The following object is masked from 'package:highcharter':

    stars
# Load data manipulation library

library(dplyr)
# Filter for specific regions and states
murders_filtered <- murders %>%
  filter(state %in% c("Texas", "California", "New York", "Missouri"),
         region %in% c("South", "West", "Northeast","North Central"))

# Interactive Scatterplot
highchart() %>%
  
  # Add data series for each region/state, each follow similar format
  hc_add_series(data = filter(murders_filtered, region == "South"),
                type = "scatter",
                hcaes(x = population, y = total, group = state),
                name = "South: Texas",
                color = c("Black", "Green", "Red")[1],
                # shape for data plot
                marker = list(symbol = "circle", radius = 5)) %>%
  hc_add_series(data = filter(murders_filtered, region == "West"),
                type = "scatter",
                hcaes(x = population, y = total, group = state),
                name = "West: California",
                color = c("Black", "Green", "Red")[2],
                
                marker = list(symbol = "circle", radius = 5)) %>%
  hc_add_series(data = filter(murders_filtered, region == "Northeast"),
                type = "scatter",
                hcaes(x = population, y = total, group = state),
                name = "Northeast: New York",
                color = c("Black", "Green", "Red")[3],  
                marker = list(symbol = "circle", radius = 5)) %>%
  hc_add_series(data = filter(murders_filtered, region == "North Central"),
                type = "scatter",
                hcaes(x = population, y = total, group = state),
                name = "North Central: Missouri",
                color = "Purple",  
                marker = list(symbol = "circle", radius = 5)) %>%
  # Change X axis scale to count by intervals of 5 M
  hc_xAxis(title = list(text = "Population"), tickInterval = 5000000) %>%
  hc_yAxis(title = list(text = "Total Murders")) %>%
  hc_legend(layout = "vertical", align = "right", verticalAlign = "middle") %>%
  hc_title(text = "Largest Total Murders and Population Count by Region and State")
I chose to use the murders.csv data set for this assignment. I wanted to focus on the data that was the largest and stood out from the rest. I hand picked the 4 states from each respective region with the highest population and total murder.
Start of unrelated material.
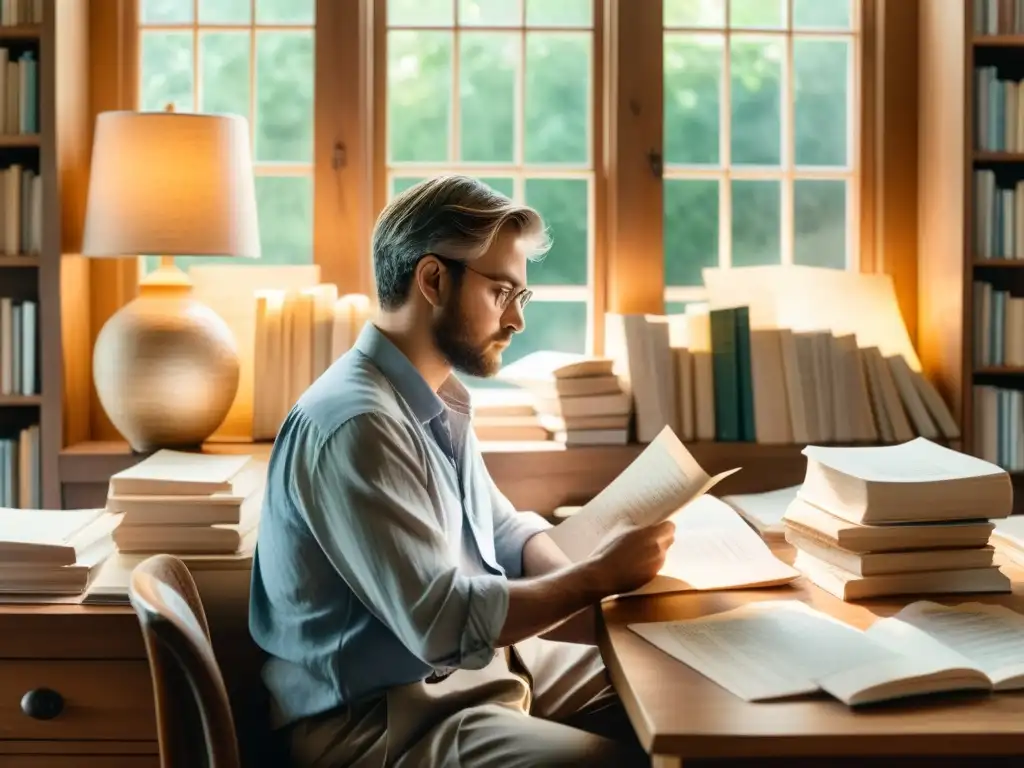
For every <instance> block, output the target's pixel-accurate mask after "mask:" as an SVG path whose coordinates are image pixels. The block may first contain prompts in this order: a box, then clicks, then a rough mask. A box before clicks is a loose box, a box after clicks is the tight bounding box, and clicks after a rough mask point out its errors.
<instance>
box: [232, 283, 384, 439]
mask: <svg viewBox="0 0 1024 768" xmlns="http://www.w3.org/2000/svg"><path fill="white" fill-rule="evenodd" d="M253 300H254V301H255V304H256V328H255V338H254V344H255V348H254V353H253V404H252V413H253V416H252V422H253V439H255V440H272V439H273V438H274V436H275V435H276V434H278V429H279V428H280V427H281V423H282V422H283V421H284V419H285V417H286V416H287V415H288V412H289V410H290V409H291V408H292V406H293V404H294V403H295V402H296V400H298V398H299V396H300V395H301V394H302V393H303V392H304V391H305V390H306V389H307V388H308V387H309V385H310V384H312V383H313V381H315V380H316V379H317V378H318V377H319V376H321V375H322V374H323V373H324V372H325V371H327V369H328V368H329V367H330V366H331V365H332V364H333V362H334V361H335V360H336V359H337V358H338V357H340V356H341V355H342V354H343V353H344V352H346V351H348V349H350V348H351V346H352V344H354V343H355V340H356V338H357V337H358V335H359V332H360V331H361V329H362V326H364V325H365V324H366V323H367V321H369V319H370V317H371V316H372V314H373V306H372V304H371V301H370V299H369V298H368V297H366V296H361V295H358V294H347V295H343V296H340V297H339V296H338V289H337V287H336V286H334V285H333V284H329V283H323V284H319V285H316V286H311V287H308V288H305V289H302V290H288V291H286V290H264V291H257V292H256V294H255V296H254V299H253Z"/></svg>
I was surprised to see Michigan as the highest for North Central; I kind of had Illinois in mind but the data said otherwise. I used a high chart with a scatter plot format to organize my data visualization. I like how it came out because it’s interactive and allows users to see specific numbers associated with each region and state. While working on this current end product i thought about one of the visualizations we went over during class about deaths. In the future I wish to add more weight to an assignment like this especially when the topic is sensitive like this.